Why choosing the right AI model is important

Why choosing the right AI model is important
Photo by Igor Omilaev / Unsplash

The SaaS I'm currently building integrates with the OpenAI API to perform various tasks. I'd consider most of these tasks to be quite straight forward. We're not passing massive amounts of data to OpenAI and aren't getting much data back from OpenAI so therefore our token usage is quite low. They do, however, perform an important part of the platform so it's vital they are performant.

I've recently been monitoring our OpenAI usage and in particular, cost. I had an idea on how to improve it so we could spend less, but get the same functionality. I wanted to tackle this early on before it becomes a problem with the more customers than onboard onto the platform though.

All of our jobs that interact with OpenAI in the application were using GPT-4.1 mini as the model. I did some testing with each one and gathered the output. This model pricing is $0.40 / 1M tokens for input and $1.60 / 1M tokens for output. Whilst those prices are fine, I wanted to see if we could actually use GPT-4.1 nano instead which is much cheaper at $0.100 / 1M tokens for input and $0.400 / 1M tokens for output.

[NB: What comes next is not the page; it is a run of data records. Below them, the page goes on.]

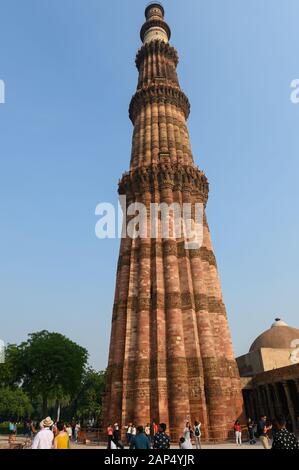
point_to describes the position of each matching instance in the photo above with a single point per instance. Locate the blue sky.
(65, 140)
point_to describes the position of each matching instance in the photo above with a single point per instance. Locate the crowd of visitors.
(271, 435)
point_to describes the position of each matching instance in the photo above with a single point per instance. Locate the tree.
(14, 404)
(51, 366)
(9, 369)
(88, 402)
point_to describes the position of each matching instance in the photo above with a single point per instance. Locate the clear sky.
(65, 140)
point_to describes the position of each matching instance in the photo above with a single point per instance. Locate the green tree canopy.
(14, 404)
(50, 365)
(88, 402)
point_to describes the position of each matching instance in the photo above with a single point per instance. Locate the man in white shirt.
(45, 437)
(185, 444)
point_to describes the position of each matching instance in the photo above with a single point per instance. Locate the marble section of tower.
(171, 355)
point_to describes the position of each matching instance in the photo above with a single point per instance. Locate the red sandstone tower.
(171, 355)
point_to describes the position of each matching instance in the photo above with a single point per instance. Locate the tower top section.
(155, 27)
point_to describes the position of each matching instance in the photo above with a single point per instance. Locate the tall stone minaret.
(171, 357)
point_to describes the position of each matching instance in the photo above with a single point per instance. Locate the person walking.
(62, 440)
(262, 432)
(284, 439)
(250, 428)
(197, 434)
(44, 438)
(187, 432)
(153, 430)
(161, 439)
(185, 445)
(129, 433)
(116, 437)
(69, 430)
(109, 435)
(140, 441)
(238, 432)
(147, 431)
(76, 431)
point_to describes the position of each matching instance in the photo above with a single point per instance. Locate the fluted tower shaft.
(171, 357)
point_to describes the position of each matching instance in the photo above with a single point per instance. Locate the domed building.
(270, 374)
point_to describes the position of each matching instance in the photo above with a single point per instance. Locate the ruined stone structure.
(171, 357)
(270, 375)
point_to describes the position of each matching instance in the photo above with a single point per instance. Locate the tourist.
(129, 433)
(44, 438)
(197, 434)
(250, 427)
(62, 440)
(187, 432)
(153, 431)
(27, 429)
(109, 435)
(238, 432)
(262, 432)
(147, 430)
(11, 427)
(140, 441)
(116, 437)
(185, 444)
(161, 439)
(284, 439)
(134, 431)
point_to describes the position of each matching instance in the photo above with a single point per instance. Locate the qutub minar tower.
(171, 357)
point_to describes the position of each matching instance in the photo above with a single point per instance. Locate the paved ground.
(4, 445)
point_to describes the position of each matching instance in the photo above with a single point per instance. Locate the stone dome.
(279, 336)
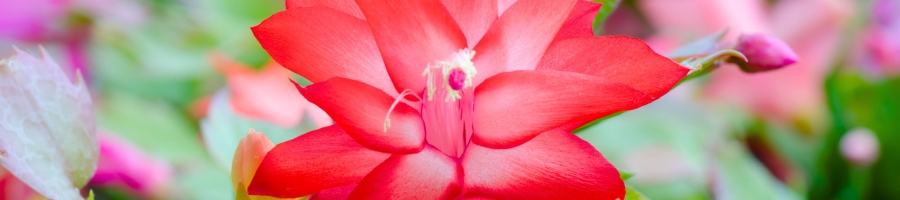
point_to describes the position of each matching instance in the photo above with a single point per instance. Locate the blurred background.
(177, 83)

The application currently uses the OpenAI API in 6 different places. I went through each place and swapped the call to use the GPT-4.1 nano model and compared the output against the GPT-4.1 mini model. Doing this allowed me to actually swap 5 of the 6 places to use GPT-4.1 nano as I saw no noticeable difference. The one remaining place that uses GPT-4.1 mini makes sense and using GPT-4.1 nano for this actually made it worse so I restored this part of the code to it's original state.

This means that the majority of the application is now using a much more cost effective model and also means we're not hindering on what the platform offers because the output was the same.

This was a good lesson to learn. Just because you can use a modal, you shouldn't blindly use it. If there's absolutely no benefit between the model you're using and a cheaper one, roll with the cheaper one!